Shasta is an entirely new design and is set to be the technology that underpins the next era of supercomputing, characterized by exascale performance capability, new data-centric workloads, and an explosion of processor architectures. With sweeping hardware and software innovations, Shasta incorporates next-generation Cray system software to enable modularity and extensibility, a new Cray-designed system interconnect, unparalleled flexibility in processing choice within a system, and a software environment that provides for seamless scalability.
The DOE announced today that NERSC has chosen a Cray “Shasta” supercomputer for its NERSC-9 system, named “Perlmutter,” in 2020. The program contract is valued at $146 million, one of the largest in Cray’s history, and will feature a Shasta system with Cray® ClusterStor storage.
Shasta’s hardware and software innovations tackle the bottlenecks, manageability, and job completion issues that emerge or are magnified as core counts grow, compute node architectures proliferate, and workflows expand to incorporate AI at scale. Shasta eliminates the distinction between clusters and supercomputers with a single new breakthrough supercomputing system architecture, enabling customers to choose the computational infrastructure that best fits their mission, without tradeoffs. With Shasta you can mix and match processor architectures (X86, Arm, GPUs) in the same system as well as system interconnects from Cray (Slingshot), Intel (Omni-Path) or Mellanox (InfiniBand).
With Shasta, Cray is also announcing Slingshot, a new high-speed, purpose-built supercomputing interconnect. Slingshot advances Cray’s industry leadership in scalable network performance and adds capabilities that broaden Cray’s market reach. The Cray-developed Slingshot interconnect will have up to 5x more bandwidth per node and is designed for data-centric computing.
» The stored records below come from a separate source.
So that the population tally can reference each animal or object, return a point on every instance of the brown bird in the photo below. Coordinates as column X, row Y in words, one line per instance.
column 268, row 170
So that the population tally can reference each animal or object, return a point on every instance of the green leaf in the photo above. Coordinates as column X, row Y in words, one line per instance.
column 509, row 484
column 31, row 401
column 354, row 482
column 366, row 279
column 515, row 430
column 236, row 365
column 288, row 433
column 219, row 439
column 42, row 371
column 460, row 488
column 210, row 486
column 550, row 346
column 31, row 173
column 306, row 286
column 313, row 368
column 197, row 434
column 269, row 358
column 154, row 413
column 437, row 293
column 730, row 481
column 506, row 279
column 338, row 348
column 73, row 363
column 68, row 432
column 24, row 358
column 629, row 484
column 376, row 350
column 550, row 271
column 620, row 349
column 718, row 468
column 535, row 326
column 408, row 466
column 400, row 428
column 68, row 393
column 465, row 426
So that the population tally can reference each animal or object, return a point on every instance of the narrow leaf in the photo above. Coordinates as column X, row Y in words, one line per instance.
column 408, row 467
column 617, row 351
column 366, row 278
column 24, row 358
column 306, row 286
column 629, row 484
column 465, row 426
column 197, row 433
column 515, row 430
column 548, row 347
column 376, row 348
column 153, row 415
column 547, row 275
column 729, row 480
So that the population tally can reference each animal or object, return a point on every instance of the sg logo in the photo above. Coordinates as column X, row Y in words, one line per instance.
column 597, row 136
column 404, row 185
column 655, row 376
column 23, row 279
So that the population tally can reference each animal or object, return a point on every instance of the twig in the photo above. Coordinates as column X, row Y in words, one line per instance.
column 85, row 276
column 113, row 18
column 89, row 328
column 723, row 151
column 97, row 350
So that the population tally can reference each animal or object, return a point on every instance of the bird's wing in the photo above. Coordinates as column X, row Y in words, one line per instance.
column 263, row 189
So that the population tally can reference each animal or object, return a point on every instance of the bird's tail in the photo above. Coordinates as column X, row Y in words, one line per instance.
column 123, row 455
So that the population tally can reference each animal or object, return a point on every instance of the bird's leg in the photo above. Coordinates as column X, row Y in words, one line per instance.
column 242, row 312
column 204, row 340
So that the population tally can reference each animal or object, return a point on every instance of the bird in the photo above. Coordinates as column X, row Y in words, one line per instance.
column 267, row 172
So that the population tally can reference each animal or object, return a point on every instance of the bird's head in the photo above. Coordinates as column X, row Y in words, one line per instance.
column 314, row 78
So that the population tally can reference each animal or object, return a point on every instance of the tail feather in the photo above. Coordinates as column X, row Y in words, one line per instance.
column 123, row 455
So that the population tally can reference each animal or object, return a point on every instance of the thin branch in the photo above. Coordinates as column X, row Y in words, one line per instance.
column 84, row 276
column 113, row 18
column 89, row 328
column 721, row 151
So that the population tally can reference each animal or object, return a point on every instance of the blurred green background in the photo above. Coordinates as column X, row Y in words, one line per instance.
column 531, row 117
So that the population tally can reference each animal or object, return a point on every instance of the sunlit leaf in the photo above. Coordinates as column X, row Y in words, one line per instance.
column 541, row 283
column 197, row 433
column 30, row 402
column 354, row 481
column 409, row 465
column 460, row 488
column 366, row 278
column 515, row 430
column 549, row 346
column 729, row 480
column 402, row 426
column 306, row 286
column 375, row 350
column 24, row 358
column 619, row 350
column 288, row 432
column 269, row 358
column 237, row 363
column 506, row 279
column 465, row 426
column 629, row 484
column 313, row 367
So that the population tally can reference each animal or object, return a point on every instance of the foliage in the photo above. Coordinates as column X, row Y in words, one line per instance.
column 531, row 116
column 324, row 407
Slingshot will feature Ethernet compatibility, advanced adaptive routing, first-of-a-kind congestion control, and sophisticated quality-of-service capabilities. Support for both IP-routed and remote memory operations will broaden the range of applications beyond traditional modeling and simulation. Quality-of-service and novel congestion management features will limit the impact to critical workloads from system services, I/O traffic, and co-tenant workloads, to increase realized performance and limit performance variation. Reduction in the network diameter from five hops (in the current Cray® XC™ generation) to three will reduce latency and power while improving sustained bandwidth and reliability.
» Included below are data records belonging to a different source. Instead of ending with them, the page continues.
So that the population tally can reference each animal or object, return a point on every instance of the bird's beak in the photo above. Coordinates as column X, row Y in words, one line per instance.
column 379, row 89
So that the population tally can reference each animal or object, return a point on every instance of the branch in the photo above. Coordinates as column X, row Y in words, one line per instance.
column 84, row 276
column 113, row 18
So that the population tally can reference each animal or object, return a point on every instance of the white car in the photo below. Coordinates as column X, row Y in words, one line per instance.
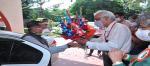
column 15, row 51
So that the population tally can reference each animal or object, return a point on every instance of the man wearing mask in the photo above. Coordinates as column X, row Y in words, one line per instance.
column 120, row 18
column 143, row 59
column 34, row 36
column 116, row 36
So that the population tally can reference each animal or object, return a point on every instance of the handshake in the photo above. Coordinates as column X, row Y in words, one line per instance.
column 77, row 43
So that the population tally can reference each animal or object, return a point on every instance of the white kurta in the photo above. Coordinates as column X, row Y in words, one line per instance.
column 119, row 37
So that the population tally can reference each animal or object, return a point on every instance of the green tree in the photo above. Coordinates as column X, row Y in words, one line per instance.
column 91, row 6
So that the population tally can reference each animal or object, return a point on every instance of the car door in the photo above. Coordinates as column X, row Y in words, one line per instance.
column 22, row 53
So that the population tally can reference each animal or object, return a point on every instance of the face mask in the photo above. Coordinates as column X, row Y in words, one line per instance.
column 118, row 19
column 99, row 24
column 143, row 34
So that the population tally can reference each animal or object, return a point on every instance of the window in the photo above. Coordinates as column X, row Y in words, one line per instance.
column 5, row 47
column 16, row 52
column 24, row 54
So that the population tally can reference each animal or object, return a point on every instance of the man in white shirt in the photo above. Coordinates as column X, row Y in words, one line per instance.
column 116, row 35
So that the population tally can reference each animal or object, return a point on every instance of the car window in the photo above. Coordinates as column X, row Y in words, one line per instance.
column 24, row 54
column 5, row 47
column 16, row 52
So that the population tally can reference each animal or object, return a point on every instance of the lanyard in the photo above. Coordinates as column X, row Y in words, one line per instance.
column 108, row 33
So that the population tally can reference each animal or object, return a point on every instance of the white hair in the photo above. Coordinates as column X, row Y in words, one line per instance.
column 105, row 13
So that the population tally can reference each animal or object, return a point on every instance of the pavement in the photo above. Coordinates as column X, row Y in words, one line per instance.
column 76, row 56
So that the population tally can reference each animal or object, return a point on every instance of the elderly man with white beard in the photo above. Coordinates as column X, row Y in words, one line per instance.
column 116, row 35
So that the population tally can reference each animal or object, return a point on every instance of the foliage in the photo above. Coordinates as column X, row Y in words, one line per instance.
column 91, row 6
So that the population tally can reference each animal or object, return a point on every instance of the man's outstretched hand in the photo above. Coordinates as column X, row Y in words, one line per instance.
column 73, row 44
column 81, row 41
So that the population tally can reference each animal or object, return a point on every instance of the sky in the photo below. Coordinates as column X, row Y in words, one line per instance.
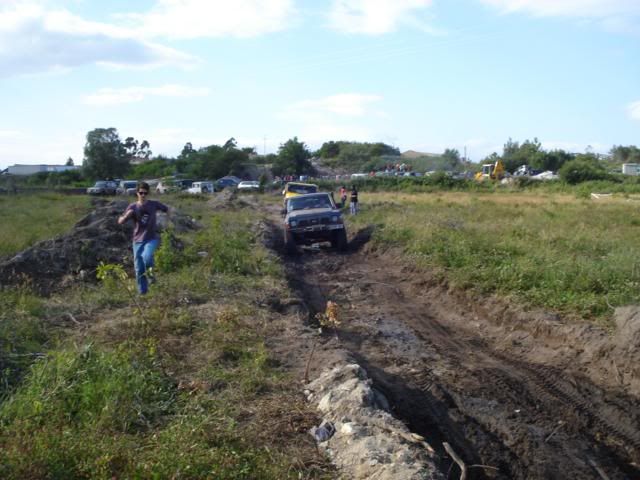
column 421, row 75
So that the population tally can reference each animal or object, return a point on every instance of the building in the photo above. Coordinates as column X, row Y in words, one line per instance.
column 32, row 169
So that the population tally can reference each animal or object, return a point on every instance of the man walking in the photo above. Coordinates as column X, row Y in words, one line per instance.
column 353, row 204
column 145, row 235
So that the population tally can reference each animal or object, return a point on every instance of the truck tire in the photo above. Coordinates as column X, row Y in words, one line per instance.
column 289, row 243
column 339, row 240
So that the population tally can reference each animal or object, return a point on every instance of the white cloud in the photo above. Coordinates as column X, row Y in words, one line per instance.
column 33, row 39
column 116, row 96
column 569, row 8
column 634, row 110
column 11, row 134
column 374, row 16
column 214, row 18
column 345, row 104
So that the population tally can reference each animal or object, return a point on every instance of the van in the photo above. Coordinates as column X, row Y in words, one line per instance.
column 292, row 189
column 201, row 187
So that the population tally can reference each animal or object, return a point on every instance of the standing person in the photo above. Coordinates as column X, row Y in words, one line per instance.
column 353, row 204
column 343, row 196
column 145, row 235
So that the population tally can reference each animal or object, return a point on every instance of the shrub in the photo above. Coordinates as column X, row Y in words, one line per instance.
column 581, row 170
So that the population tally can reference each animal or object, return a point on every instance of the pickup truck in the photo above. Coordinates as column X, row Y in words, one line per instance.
column 201, row 187
column 313, row 218
column 103, row 187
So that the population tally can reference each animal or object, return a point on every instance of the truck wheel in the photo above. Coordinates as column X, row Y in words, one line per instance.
column 289, row 243
column 340, row 240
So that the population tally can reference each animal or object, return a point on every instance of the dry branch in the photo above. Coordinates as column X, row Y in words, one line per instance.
column 553, row 432
column 457, row 459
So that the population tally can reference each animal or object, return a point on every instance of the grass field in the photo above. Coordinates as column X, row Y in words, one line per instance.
column 27, row 219
column 576, row 256
column 177, row 384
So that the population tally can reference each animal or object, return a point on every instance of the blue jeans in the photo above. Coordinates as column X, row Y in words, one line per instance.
column 143, row 261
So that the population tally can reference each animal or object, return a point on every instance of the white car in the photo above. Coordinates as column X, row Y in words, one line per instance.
column 249, row 185
column 201, row 187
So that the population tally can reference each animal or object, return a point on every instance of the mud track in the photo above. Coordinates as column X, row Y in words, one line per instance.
column 443, row 362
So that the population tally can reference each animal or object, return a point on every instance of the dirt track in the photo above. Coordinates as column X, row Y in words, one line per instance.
column 528, row 393
column 518, row 399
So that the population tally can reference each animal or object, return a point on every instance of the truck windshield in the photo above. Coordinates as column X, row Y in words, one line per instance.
column 304, row 203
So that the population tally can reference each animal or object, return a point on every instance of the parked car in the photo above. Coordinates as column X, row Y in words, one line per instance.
column 251, row 185
column 103, row 187
column 172, row 185
column 127, row 187
column 313, row 218
column 228, row 181
column 201, row 187
column 292, row 189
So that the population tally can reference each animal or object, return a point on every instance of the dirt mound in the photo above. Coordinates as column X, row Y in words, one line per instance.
column 58, row 263
column 526, row 394
column 368, row 441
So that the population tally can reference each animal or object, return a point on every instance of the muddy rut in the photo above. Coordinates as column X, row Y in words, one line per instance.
column 455, row 373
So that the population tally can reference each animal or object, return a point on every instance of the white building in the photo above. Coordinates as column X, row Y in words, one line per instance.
column 31, row 169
We listened closely to our customers and dug into the future needs of AI and HPC applications as we designed Shasta,” said Steve Scott, senior vice president and CTO of Cray. “Customers wanted leading-edge, scalable performance, but with lots of flexibility and easy upgradeability over time. I’m happy to say we’ve nailed this with Shasta. The Shasta infrastructure accommodates a wide variety of processor and network options, allowing customers to run diverse workloads on a single system. And it’s got the headroom to accommodate increasingly power-hungry processors and accelerators coming in future years. The Slingshot network tightly binds the compute and storage resources in the system, with groundbreaking congestion control to isolate applications from other network traffic, and Ethernet compatibility for datacenter and storage integration. We’re immensely excited to bring this new network to market to help accelerate our customers’ discoveries.”
Shasta systems are expected to be commercially available in Q4 of 2019.